Universal Datalakes: Interoperability with Hudi, Iceberg, and Delta Tables with Unity Catalog¶

%%configure -f
{
"conf": {
"spark.serializer": "org.apache.spark.serializer.KryoSerializer",
"spark.sql.hive.convertMetastoreParquet": "false",
"spark.sql.catalog.spark_catalog": "org.apache.spark.sql.hudi.catalog.HoodieCatalog",
"spark.sql.legacy.pathOptionBehavior.enabled": "true",
"spark.sql.extensions": "org.apache.spark.sql.hudi.HoodieSparkSessionExtension"
}
}

print("done:")

done:

Creating Sample Table¶

from pyspark.sql import SparkSession
from pyspark.sql.types import *

# Initialize Spark session
spark = SparkSession.builder \
    .appName("HudiExample") \
    .config("spark.serializer", "org.apache.spark.serializer.KryoSerializer") \
    .config("spark.sql.hive.convertMetastoreParquet", "false") \
    .getOrCreate()

# Initialize the bucket
table_name = "people"
base_path = "s3://soumilshah-dev-1995/hudi-dataset"

# Define the records
records = [
   (1, 'John', 25, 'NYC', '2023-09-28 00:00:00'),
   (2, 'Emily', 30, 'SFO', '2023-09-28 00:00:00'),
   (3, 'Michael', 35, 'ORD', '2023-09-28 00:00:00'),
   (4, 'Andrew', 40, 'NYC', '2023-10-28 00:00:00'),
   (5, 'Bob', 28, 'SEA', '2023-09-23 00:00:00'),
   (6, 'Charlie', 31, 'DFW', '2023-08-29 00:00:00')
]

# Define the schema
schema = StructType([
   StructField("id", IntegerType(), False),
   StructField("name", StringType(), True),
   StructField("age", IntegerType(), True),
   StructField("city", StringType(), True),
   StructField("create_ts", StringType(), True)
])

# Create a DataFrame
df = spark.createDataFrame(records, schema)

# Define Hudi options
hudi_options = {
   'hoodie.table.name': table_name,
   'hoodie.datasource.write.recordkey.field': 'id',
   'hoodie.datasource.write.precombine.field': 'create_ts',
   'hoodie.datasource.write.partitionpath.field': 'city',
   'hoodie.datasource.write.hive_style_partitioning': 'true'
}

# Write the DataFrame to Hudi
(
   df.write
   .format("hudi")
   .options(**hudi_options)
   .mode("overwrite")  # Use overwrite mode if you want to replace the existing table
   .save(f"{base_path}/{table_name}")
)

print("done")

done

Download these Jar files in Directory¶

Jar Files

utilities-0.1.0-beta1-bundled.jar https://github.com/apache/incubator-xtable/packages/1986830

Define my_config.yaml

sourceFormat: HUDI

targetFormats:
  - ICEBERG
  - DELTA
datasets:
  -
    tableBasePath: s3://soumilshah-dev-1995/hudi-dataset/people/
    tableName: people
    partitionSpec: city:VALUE

%%bash 
java -jar  ./utilities-0.1.0-beta1-bundled.jar --dataset ./my_config.yaml

SLF4J: No SLF4J providers were found.
SLF4J: Defaulting to no-operation (NOP) logger implementation
SLF4J: See https://www.slf4j.org/codes.html#noProviders for further details.
SLF4J: Class path contains SLF4J bindings targeting slf4j-api versions 1.7.x or earlier.
SLF4J: Ignoring binding found at [jar:file:/home/glue_user/workspace/jupyter_workspace/utilities-0.1.0-beta1-bundled.jar!/org/slf4j/impl/StaticLoggerBinder.class]
SLF4J: See https://www.slf4j.org/codes.html#ignoredBindings for an explanation.

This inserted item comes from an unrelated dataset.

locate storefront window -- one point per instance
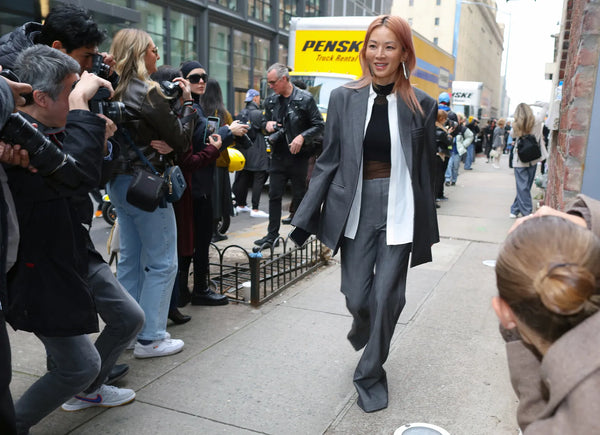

2024-07-05 20:42:13 INFO  io.onetable.utilities.RunSync:141 - Running sync for basePath s3://soumilshah-dev-1995/hudi-dataset/people/ for following table formats [ICEBERG, DELTA]
2024-07-05 20:42:17 INFO  io.onetable.client.OneTableClient:264 - No previous OneTable sync for target. Falling back to snapshot sync.
2024-07-05 20:42:17 INFO  io.onetable.client.OneTableClient:264 - No previous OneTable sync for target. Falling back to snapshot sync.
# WARNING: Unable to get Instrumentation. Dynamic Attach failed. You may add this JAR as -javaagent manually, or supply -Djdk.attach.allowAttachSelf
# WARNING: Unable to attach Serviceability Agent. Unable to attach even with module exceptions: [org.openjdk.jol.vm.sa.SASupportException: Sense failed., org.openjdk.jol.vm.sa.SASupportException: Sense failed., org.openjdk.jol.vm.sa.SASupportException: Sense failed.]
2024-07-05 20:42:32 INFO  io.onetable.client.OneTableClient:127 - OneTable Sync is successful for the following formats [ICEBERG, DELTA]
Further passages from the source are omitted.